# Lost my Girl about 3 months ago...



## eric83 (Jun 28, 2011)

I haven't been that much of an active poster on the boards, but I found it to be quite the resource for information in raising my pup. 

I haven't been here much as of late because of the pain of her loss. We had to put her down in February and I have been utterly broken about it since. 

Piper started displaying some really heavy reactivity issues around 4 months old and we started working hard to battle them. It didn't make much sense to us because the breeder we went through was recommended to me by someone through our agility club. Little time later told us that the breeder was less than scrupulous I could kick myself for not realizing it sooner but when you've trusted someone for years and they had yet to steer you wrong I suppose trust just continues until they do. 

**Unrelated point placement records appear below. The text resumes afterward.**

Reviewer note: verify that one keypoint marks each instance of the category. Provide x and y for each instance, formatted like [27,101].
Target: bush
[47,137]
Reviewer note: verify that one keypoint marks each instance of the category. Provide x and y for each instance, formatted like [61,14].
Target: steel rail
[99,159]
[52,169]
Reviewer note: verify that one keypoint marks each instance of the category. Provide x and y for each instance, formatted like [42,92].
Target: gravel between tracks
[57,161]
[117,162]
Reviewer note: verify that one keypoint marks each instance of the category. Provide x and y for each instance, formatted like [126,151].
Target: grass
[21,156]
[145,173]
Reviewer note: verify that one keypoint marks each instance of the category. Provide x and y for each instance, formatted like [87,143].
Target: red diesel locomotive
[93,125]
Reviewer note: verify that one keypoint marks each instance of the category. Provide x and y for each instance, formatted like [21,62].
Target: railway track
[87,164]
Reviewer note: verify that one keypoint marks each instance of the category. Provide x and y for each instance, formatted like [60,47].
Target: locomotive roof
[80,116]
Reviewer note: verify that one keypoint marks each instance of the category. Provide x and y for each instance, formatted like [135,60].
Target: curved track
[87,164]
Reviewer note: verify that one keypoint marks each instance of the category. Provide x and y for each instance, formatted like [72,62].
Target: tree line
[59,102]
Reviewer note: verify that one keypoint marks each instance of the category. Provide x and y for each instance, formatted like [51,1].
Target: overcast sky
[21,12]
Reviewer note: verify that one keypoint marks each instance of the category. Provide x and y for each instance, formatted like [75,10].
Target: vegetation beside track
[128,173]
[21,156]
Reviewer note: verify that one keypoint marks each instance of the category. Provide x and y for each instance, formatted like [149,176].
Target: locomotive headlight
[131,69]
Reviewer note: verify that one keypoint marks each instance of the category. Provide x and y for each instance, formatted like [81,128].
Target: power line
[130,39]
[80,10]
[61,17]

We had her in puppy kindergarten from 10 weeks when we brought her home, level 1 obedience after that. An every weekend meet up that would let her socialize and proof her manners, but the genetics I guess was the overriding factor. 

For the last year we went through a couple of different behaviorists, and eventually went through a veterinary behaviorist that had an interest in neurology because we had to have images taken and blood work drawn etc to rule out medical conditions like thyroid. 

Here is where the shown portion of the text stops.